Il paraît que les gens ont bien flippé lors de l’arrivée en gare de ce satané train à La Ciotat… C’était en 1896, et depuis, on en a imprimé des millions de kilomètres de pellicule, dans le but de divertir, étonner, choquer, séduire avec des oeuvres aux tonalités variées et s’inscrivant dans des types bien distincts. Le film de genre a très longtemps été le parent pauvre du cinéma, même si les adeptes ne laissaient jamais passer l’occasion d’aller se faire une toile bis ou gore. Dans le film de genre, on peut trouver différentes catégories que sont les films d’horreur, les films fantastiques, la science-fiction ou les films d’action, et dans chacune de ces catégories existent des sous-catégories, comme par exemple le slasher ou le home invasion en ce qui concerne le cinéma horrifique. Je ne peux pas résister et je vous mets ici le lien vers des extraits du Signe de Zorro, où vous apprendrez que le Parkour se pratiquait déjà en 1920 ^^
Ce qui va nous intéresser aujourd’hui, c’est une certaine catégorie de cinéma d’action que je pourrais qualifier de moderne, voire de post-moderne si je bossais pour Les Cahiers du Cinéma^^ Et même si je vais traiter de films récents, il va être nécessaire de les situer par rapport à des oeuvres précédentes et de les inscrire dans une chronologie et dans une sorte d’Histoire avec un grand H du cinéma. C’est en regardant hier soir une vidéo de Regelegorila consacrée à la saga John Wick (que je vous invite à regarder juste ici) que j’ai eu envie de rédiger cet article, car Rege y fait un point du cinéma d’action moderne, et j’ai eu envie d’approfondir le sujet avec un article de fond. Vous pourrez approfondir en cliquant sur certains titres, qui vont renvoyer à chaque fois à une critique complète.
Quand on parle de cinéma d’action, les premiers noms qui nous viennent à l’esprit sont John McTiernan avec les mythiques Predator (1987), Piège de Cristal (1988), Last Action Hero (1993) et Une Journée en Enfer – Die Hard 3 (1995); James Cameron avec Terminator (1984), Terminator 2 : le Jugement Dernier (1991), Renny Harlin avec 58 Minutes pour vivre (1990), Cliffhanger, Traque au Sommet (1993).

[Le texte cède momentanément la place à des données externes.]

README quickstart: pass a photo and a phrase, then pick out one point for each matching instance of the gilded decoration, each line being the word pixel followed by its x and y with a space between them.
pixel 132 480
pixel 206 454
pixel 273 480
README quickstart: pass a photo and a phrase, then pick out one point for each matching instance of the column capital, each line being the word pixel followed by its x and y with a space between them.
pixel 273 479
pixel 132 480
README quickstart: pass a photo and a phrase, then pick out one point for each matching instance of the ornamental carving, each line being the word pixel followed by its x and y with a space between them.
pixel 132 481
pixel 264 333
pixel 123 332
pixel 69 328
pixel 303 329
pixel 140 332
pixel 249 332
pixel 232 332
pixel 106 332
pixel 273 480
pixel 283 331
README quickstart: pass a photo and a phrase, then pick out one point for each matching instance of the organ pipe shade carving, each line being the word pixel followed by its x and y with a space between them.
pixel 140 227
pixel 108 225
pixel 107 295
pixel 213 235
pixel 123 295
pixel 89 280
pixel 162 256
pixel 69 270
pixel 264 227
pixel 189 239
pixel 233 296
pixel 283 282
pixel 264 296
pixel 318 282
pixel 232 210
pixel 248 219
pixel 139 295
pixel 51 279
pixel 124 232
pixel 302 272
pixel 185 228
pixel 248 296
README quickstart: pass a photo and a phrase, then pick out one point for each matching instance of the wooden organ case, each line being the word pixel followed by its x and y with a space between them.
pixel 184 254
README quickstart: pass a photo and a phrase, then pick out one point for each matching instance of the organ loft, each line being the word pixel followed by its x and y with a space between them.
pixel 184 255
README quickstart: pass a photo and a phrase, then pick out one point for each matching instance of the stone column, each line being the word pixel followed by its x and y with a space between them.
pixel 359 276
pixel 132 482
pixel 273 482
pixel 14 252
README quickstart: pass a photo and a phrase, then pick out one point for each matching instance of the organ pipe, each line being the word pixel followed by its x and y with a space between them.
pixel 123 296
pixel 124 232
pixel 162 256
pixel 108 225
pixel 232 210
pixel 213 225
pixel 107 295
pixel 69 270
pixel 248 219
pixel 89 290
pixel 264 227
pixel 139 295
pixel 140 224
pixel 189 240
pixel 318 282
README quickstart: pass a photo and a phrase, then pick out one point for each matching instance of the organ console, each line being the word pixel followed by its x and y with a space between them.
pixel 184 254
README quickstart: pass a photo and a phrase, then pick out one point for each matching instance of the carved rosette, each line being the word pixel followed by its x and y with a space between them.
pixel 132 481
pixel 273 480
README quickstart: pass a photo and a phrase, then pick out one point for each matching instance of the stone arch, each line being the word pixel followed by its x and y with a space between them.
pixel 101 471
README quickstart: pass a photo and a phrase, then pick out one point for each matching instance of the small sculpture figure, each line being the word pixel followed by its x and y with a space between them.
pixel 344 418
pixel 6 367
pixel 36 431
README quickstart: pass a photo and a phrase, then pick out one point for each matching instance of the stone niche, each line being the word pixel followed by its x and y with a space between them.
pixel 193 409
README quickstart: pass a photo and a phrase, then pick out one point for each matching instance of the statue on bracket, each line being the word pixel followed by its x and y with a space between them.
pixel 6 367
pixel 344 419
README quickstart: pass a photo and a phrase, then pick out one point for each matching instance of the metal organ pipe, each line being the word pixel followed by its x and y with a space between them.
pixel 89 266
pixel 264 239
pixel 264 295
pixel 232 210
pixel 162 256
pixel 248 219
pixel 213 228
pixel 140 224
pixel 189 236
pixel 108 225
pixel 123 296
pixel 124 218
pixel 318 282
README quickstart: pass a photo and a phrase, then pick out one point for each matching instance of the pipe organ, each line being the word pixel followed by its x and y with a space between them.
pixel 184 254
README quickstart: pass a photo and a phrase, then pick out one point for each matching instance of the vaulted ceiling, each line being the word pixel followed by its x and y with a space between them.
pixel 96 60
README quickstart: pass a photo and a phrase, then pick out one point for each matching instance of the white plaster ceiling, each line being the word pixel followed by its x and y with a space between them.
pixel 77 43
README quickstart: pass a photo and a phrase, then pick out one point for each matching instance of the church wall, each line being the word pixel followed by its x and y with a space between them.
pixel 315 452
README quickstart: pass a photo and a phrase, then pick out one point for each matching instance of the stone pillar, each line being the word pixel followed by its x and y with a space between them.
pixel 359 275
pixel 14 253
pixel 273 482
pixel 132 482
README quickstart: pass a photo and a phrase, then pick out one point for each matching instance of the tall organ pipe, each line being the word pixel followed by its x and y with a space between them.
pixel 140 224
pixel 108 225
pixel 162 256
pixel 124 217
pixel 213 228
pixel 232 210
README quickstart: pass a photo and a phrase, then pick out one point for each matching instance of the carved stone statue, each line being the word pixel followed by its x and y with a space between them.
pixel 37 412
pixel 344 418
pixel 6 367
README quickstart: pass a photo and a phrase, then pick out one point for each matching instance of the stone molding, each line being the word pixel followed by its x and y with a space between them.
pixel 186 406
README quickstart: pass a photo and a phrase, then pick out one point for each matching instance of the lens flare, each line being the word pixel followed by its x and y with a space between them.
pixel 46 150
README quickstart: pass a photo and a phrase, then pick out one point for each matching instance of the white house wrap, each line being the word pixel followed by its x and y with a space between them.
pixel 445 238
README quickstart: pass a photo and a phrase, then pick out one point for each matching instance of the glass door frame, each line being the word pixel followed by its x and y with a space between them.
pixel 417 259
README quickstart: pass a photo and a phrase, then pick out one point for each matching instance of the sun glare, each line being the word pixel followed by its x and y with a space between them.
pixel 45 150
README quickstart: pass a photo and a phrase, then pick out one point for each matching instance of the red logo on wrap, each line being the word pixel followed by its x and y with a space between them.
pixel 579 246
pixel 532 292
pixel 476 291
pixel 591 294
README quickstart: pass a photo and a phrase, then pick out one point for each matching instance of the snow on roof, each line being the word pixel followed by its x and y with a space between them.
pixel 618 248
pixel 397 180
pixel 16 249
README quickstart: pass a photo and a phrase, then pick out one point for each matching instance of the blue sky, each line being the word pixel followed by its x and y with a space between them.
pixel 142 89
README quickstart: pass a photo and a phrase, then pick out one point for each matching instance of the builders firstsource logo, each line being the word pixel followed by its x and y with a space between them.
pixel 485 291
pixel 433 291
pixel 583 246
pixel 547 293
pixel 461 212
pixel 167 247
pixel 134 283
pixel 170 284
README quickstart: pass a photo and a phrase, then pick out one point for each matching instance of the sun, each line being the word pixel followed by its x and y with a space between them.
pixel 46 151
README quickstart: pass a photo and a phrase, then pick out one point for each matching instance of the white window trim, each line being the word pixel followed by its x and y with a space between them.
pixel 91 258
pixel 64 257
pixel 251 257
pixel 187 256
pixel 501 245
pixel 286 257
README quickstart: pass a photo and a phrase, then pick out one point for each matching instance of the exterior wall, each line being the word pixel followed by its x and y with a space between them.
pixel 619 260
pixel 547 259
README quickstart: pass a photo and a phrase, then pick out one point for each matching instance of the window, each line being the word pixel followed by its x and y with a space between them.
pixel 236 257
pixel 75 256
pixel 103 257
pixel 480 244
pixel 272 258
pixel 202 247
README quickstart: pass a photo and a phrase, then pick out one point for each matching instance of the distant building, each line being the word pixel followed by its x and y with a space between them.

On a également la saga Rambo avec notamment le premier opus crépusculaire de Ted Kotcheff en 1982, la saga L’Arme Fatale de Richard Donner… Sans évidemment oublier le Commando complètement barge et crypto-gay de Mark L. Lester en 1985! Je pense que j’ai cité les plus mythiques, ceux avec qui les gens de ma génération ont développé toute une culture de pop-corn movies qui nous ont fait rêver durant ces décennies bénies!
Mais aujourd’hui, ce ne sont pas à ces grands classiques que je vais m’intéresser, mais plutôt à des oeuvres annexes qui ont sans aucun doute bénéficié de l’aura de leurs prédécesseurs, pour en sublimer les différentes strates et parvenir à en extraire la substantifique moelle et en faire une sorte de variation 2.0, post-moderne donc ^^ Rege date ce basculement de manière très précise, en évoquant la saga Jason Bourne, avec bien évidemment La Mémoire dans la Peau de Doug Liman en 2004. Le metteur en scène apposait à son film un mélange de brutalité sèche et de chorégraphies très travaillées auxquelles le cinéma américain ne nous avait pas habitué. La suite de la saga ne sera que d’atroces combats en mode shaky cam, tandis que ce film d’ouverture nous offrait une lisibilité unique et inattendue dans ses séquences de combats. On ressentait de manière abrupte les impacts des coups portés, et on baignait dans une sorte de réalisme stressant qui nous faisait réellement craindre pour la santé de ce bon vieux Jason!
Mais si Jason Bourne a révolutionné le cinéma d’action américain, c’est sur le continent asiatique qu’il faut chercher les prémisses de ce changement, qui tient en grande partie à une poignée de metteurs en scène, avec à leur tête certain John Woo. Avec Le Syndicat du Crime (1986), The Killer (1989), Une Balle dans la Tête (1990) et A toute Epreuve (1992), il nous en met plein la vue dans des polars hard-boiled m’ayant durablement marqué par leur mise en scène infernale et leur atmosphère déliquescente. Le souvenir est très lointain, il faudrait que je me les refasse afin de voir s’ils ont bien passé l’épreuve du temps, mais ils ont sans conteste marqué toute une génération de cinéphiles à l’époque des cassettes vidéo HK ^^ On peut également évoquer Tsui Hark : The Blade (1995), Time and Tide (2000), qui m’avaient fait très grande impression à l’époque, et qu’il faudrait peut-être revoir ^^ On ne peut bien évidemment pas oublier l’incroyable Jackie Chan et ses films très souvent plombés par leurs aspect comique bien lourd, mais qui offrent des pépites visuelles au niveau des combats! On retiendra surtout l’excellent Police Story (1985), Mister Dynamite (1986) et Opération Condor (1991) ! La vitalité de Jackie et ses chorégraphies totalement barges font de lui une sorte de Buster Keaton (à découvrir absolument si vous ne connaissez pas!) survitaminé adepte des arts martiaux, et c’est un pur régal d’assister à des séquences aussi incroyables !!! Plus tardivement, on ne peut pas oublier Johnnie To et son sublime The Mission, qui est une référence ultime en terme de film de gunfights, avec une mise en scène parfaite, une gestion de la géographie démente, et un score entêtant de Chi Wing Chun! E un peu plus tard encore, il faut compter sur Wilson Yip et son superbe Ip Man en 2008, mené par un Donnie Yen impérial.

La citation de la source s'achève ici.